Needless to say, Cunningham blames his former best friend, Wade Cunningham for giving him all those bribes

I think this is a typo, Lindsay. As you point out elsewhere in the post, Duke Cunningham's co-conspirator was Mitchell Wade. Wade Cunningham is a race car driver from New Zealand.

Good. You are supposed to hurt more than anyone can impagine...except for maybe people who lose their loved-ones...say in Iraq...

What an idiot.

I'm not sure what's more sad; the fact that he still doesn't own his shit, or the fact that a guy the Republicans put in charge of so much money and power is so clearly such an ignoramus.

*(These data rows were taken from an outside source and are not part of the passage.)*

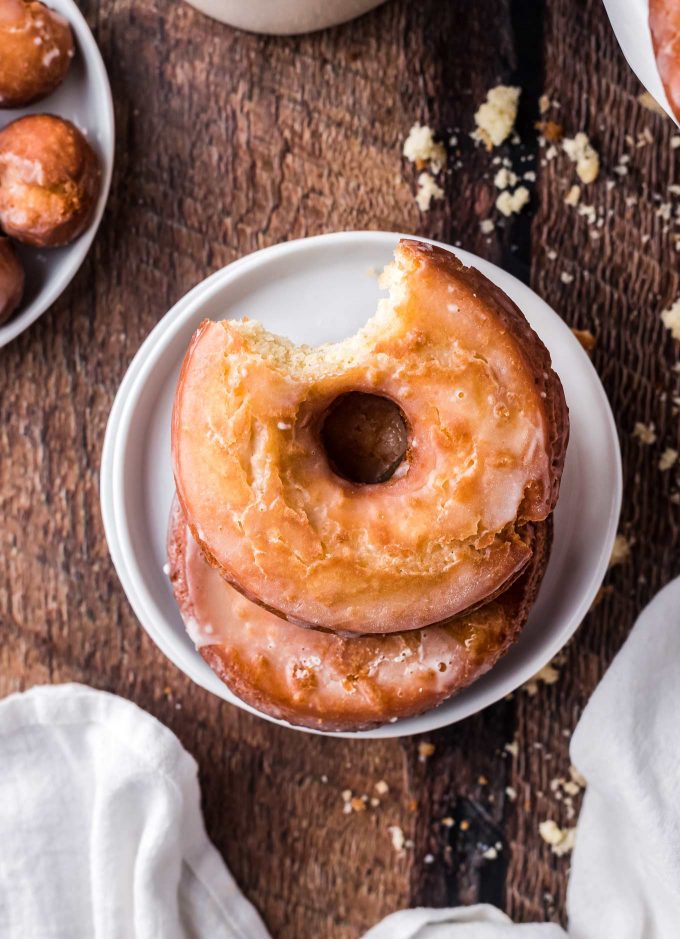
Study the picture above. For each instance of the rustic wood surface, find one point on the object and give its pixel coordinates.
(228, 142)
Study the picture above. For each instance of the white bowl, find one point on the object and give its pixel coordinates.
(315, 290)
(84, 98)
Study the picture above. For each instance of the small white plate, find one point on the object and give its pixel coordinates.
(313, 291)
(84, 98)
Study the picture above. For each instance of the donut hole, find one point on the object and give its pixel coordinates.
(365, 437)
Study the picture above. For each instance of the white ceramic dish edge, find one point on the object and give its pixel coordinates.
(79, 249)
(117, 533)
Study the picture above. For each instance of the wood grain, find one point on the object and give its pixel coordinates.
(228, 142)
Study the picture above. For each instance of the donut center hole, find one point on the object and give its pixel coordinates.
(365, 437)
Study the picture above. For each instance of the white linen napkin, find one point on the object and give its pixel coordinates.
(101, 833)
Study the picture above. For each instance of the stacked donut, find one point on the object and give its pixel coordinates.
(361, 528)
(49, 173)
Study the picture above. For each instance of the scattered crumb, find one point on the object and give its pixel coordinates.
(397, 837)
(495, 119)
(561, 840)
(504, 178)
(550, 130)
(548, 675)
(645, 433)
(620, 551)
(671, 319)
(573, 196)
(512, 203)
(586, 338)
(421, 148)
(427, 191)
(425, 751)
(668, 459)
(580, 152)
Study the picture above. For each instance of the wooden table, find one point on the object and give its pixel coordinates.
(228, 142)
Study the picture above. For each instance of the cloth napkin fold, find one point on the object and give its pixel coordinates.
(101, 835)
(101, 832)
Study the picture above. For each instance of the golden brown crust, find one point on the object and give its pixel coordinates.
(664, 25)
(487, 431)
(50, 179)
(326, 682)
(11, 280)
(36, 49)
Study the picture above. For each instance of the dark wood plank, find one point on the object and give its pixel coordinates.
(228, 142)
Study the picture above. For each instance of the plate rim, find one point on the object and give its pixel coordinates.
(117, 436)
(82, 245)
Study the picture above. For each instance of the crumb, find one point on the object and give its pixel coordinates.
(586, 338)
(427, 191)
(620, 551)
(668, 459)
(645, 433)
(397, 837)
(551, 130)
(421, 148)
(504, 178)
(495, 119)
(548, 675)
(512, 203)
(561, 840)
(649, 101)
(573, 196)
(671, 319)
(425, 751)
(580, 152)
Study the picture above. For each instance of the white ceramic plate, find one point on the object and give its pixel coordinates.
(321, 289)
(85, 99)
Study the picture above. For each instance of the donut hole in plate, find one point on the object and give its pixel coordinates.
(365, 437)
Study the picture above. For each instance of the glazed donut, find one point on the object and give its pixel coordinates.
(49, 181)
(321, 680)
(11, 280)
(485, 429)
(664, 25)
(36, 49)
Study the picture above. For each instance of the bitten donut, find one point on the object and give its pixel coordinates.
(664, 24)
(321, 680)
(36, 48)
(267, 495)
(49, 181)
(11, 280)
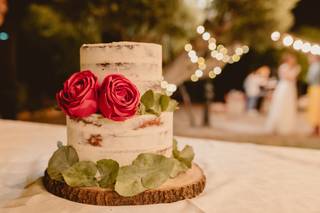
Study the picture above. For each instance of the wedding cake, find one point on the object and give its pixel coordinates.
(120, 147)
(95, 137)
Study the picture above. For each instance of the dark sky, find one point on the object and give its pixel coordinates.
(307, 12)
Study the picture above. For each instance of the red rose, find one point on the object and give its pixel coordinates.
(79, 96)
(119, 98)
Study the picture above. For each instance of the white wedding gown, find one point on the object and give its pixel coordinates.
(283, 110)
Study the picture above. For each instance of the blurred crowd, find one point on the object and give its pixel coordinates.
(283, 106)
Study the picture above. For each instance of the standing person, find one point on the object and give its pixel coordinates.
(254, 88)
(283, 110)
(313, 79)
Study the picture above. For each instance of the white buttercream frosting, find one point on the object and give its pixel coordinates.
(97, 138)
(139, 62)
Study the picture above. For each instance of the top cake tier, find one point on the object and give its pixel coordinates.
(139, 62)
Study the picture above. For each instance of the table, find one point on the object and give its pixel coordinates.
(242, 178)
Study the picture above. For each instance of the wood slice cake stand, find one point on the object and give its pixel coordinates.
(186, 185)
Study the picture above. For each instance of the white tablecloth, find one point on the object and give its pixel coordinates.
(241, 178)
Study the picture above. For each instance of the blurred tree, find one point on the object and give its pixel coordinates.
(54, 30)
(237, 21)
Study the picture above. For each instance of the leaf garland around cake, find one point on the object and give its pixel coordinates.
(62, 159)
(147, 171)
(154, 103)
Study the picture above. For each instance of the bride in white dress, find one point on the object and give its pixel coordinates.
(283, 109)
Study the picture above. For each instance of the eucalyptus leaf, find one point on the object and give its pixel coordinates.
(147, 171)
(62, 159)
(185, 156)
(128, 182)
(147, 99)
(81, 174)
(178, 168)
(164, 102)
(142, 109)
(108, 170)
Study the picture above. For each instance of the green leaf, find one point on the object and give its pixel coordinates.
(185, 156)
(108, 170)
(155, 103)
(178, 168)
(156, 108)
(128, 184)
(142, 109)
(62, 159)
(147, 99)
(147, 171)
(164, 102)
(81, 174)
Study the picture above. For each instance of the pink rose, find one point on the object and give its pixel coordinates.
(119, 98)
(79, 96)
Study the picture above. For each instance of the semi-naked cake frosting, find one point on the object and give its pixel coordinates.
(96, 137)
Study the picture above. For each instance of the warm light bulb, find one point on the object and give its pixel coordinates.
(217, 70)
(239, 51)
(212, 74)
(198, 73)
(194, 78)
(275, 36)
(214, 53)
(306, 47)
(297, 45)
(200, 29)
(206, 36)
(201, 60)
(219, 56)
(188, 47)
(194, 59)
(226, 58)
(287, 40)
(212, 46)
(192, 54)
(236, 58)
(202, 66)
(245, 49)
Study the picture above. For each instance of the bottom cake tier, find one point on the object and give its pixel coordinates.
(96, 138)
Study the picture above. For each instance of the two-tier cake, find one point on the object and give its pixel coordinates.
(120, 148)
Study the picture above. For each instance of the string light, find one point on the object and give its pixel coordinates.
(168, 88)
(188, 47)
(217, 70)
(297, 44)
(200, 29)
(306, 47)
(287, 40)
(212, 74)
(206, 36)
(275, 36)
(194, 78)
(217, 51)
(4, 36)
(198, 73)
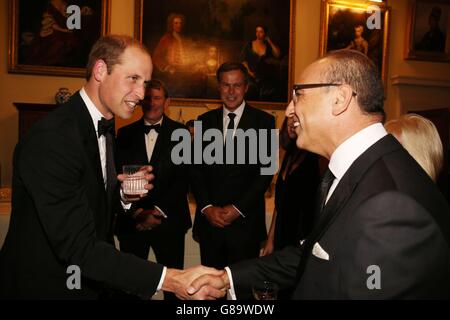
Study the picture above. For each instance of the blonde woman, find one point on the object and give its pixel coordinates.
(420, 138)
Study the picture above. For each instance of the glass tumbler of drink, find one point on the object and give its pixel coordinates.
(133, 185)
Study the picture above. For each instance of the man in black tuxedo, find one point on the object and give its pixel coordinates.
(230, 216)
(383, 228)
(59, 243)
(161, 219)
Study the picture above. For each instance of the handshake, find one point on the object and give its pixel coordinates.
(197, 283)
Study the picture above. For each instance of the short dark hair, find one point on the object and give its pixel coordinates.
(359, 72)
(109, 49)
(231, 66)
(158, 85)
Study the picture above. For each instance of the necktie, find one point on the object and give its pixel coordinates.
(148, 128)
(105, 126)
(324, 187)
(231, 115)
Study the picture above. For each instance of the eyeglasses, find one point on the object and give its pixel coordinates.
(297, 87)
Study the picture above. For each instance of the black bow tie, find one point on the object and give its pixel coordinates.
(105, 126)
(148, 128)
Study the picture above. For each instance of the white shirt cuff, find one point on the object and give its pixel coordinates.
(161, 281)
(206, 207)
(231, 290)
(125, 204)
(238, 210)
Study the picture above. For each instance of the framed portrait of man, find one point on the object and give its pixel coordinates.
(362, 26)
(189, 40)
(54, 37)
(428, 36)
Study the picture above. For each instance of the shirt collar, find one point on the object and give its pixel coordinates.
(149, 124)
(93, 111)
(238, 111)
(346, 153)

paperwight, I'm going for C, man so lost to post-TR modern Republican Calvinism that it never actually occurred to him to question whether something that put money in his pocket wasn't a symbol of his own great virtue, even if it meant selling the armed services out.

I'm sure he is every bit as miserable as he says. Seriously. No matter who you are, what you've done or where you're incarcerated, prison is a hellish experience at best.

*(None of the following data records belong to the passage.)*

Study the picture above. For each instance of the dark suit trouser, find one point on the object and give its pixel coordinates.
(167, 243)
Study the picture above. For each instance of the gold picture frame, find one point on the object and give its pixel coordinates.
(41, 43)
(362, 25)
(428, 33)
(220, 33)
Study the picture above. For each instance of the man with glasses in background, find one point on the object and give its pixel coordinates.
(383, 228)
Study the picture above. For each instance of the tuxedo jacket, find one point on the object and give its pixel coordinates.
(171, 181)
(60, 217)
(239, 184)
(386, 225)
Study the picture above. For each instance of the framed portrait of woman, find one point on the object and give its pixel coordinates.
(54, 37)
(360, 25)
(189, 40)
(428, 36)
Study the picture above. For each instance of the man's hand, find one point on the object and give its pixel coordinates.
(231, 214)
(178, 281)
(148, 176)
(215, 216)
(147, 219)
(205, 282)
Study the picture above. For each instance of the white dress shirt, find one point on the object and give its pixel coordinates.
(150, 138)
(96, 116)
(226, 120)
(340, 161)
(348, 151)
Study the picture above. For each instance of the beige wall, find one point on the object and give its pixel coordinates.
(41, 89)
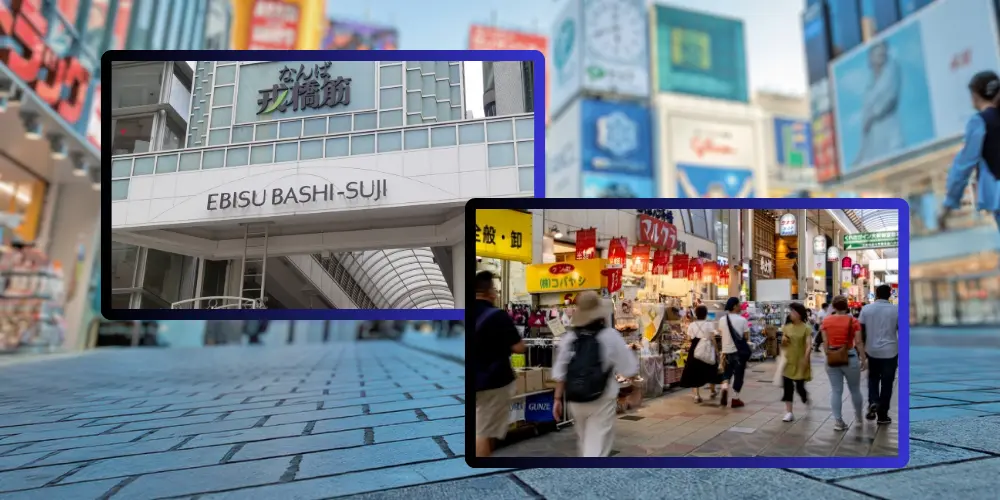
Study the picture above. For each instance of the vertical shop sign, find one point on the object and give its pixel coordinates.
(586, 244)
(640, 259)
(657, 233)
(616, 252)
(58, 79)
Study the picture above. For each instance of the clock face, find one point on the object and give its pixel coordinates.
(616, 30)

And yet, it's impossible to extend any sympathy to someone who--in prototypical Republican fashion--not only refuses to take the least responsibility for the actions that put him there, but who clearly has never extended his own sympathy to anyone but himself.

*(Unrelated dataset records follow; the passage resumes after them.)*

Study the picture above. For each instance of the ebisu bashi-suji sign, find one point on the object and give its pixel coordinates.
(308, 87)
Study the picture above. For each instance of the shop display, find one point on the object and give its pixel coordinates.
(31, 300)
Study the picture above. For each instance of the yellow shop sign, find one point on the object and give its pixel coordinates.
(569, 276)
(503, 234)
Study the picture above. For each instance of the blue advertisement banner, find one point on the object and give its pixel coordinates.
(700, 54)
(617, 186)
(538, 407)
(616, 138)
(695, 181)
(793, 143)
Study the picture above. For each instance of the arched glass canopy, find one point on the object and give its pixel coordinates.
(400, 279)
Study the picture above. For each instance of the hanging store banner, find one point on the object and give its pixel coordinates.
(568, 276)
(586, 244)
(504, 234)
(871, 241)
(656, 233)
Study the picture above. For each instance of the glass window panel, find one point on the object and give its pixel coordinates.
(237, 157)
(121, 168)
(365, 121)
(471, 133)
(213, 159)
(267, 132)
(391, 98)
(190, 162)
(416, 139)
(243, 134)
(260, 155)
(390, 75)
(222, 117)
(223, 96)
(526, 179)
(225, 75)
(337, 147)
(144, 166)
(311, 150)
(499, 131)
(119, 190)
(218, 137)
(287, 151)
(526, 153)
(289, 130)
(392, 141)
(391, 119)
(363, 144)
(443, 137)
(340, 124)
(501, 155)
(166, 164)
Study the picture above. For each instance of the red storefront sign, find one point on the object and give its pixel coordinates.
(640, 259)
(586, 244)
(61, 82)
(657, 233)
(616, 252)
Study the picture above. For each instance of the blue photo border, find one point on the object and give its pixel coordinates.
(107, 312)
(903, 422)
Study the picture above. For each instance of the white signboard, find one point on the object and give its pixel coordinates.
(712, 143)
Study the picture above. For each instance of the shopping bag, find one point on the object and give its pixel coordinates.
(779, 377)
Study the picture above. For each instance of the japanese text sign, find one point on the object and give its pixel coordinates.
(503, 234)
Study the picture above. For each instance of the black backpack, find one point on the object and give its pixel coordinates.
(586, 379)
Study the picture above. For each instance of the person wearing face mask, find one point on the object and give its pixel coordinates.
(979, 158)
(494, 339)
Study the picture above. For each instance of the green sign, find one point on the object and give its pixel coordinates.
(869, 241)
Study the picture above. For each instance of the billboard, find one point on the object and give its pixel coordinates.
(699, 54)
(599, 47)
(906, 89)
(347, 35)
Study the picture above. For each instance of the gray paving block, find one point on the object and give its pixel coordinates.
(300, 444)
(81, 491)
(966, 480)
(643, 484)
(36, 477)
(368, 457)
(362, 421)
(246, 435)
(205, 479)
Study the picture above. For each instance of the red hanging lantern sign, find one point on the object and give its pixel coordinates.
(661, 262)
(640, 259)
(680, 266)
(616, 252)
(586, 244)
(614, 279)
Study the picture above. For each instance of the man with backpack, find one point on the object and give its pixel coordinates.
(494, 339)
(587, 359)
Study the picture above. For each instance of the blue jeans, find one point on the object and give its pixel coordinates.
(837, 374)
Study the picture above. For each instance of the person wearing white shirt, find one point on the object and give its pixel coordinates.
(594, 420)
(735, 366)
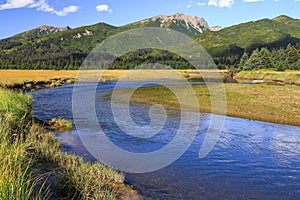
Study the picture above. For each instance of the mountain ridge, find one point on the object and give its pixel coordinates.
(66, 48)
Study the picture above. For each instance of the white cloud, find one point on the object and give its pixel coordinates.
(11, 4)
(221, 3)
(41, 5)
(254, 0)
(103, 8)
(200, 4)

May he be the first of many.

Cunningham's letter is heart wrenching in its own way. I think the letter serves as a vivid object lesson about why the unexamined life sucks.

Cunningham is so self-centered that he can't even conceive of his problems clearly. It's probably a lot more painful to be in this confused limbo than to be genuinely remorseful for your actions. Cunningham seems vaguely aware that he did something wrong, but he can't reconcile that knowledge with his own overwhelming sense of persecution.

I felt really bad for Duke when he talked about his former best friend Mitchell Wade (thanks for spotting the typo, parse). If Cunningham could come to terms with his own responsibility for his crimes, he might not feel that his best friend had betrayed him. A more mature person might say, "Mitchell and I were best friends, we broke the law together, and now we're busted." But Cunningham can't do that. So he's convinced himself that his best friend victimized him. I bet it's way more painful to believe that your best friend of 16 years was never really your friend than to accept that you took bribes.

What Molly said. Culture of responsibility, indeed.

And he's in a low-security joint. It would be interesting if these law-and-order types became more interested in the treatement of prisoners.

(Fishbane, we should definitely meet for a drink sometime. I lost track of that comment and wasn't sure how to email you.)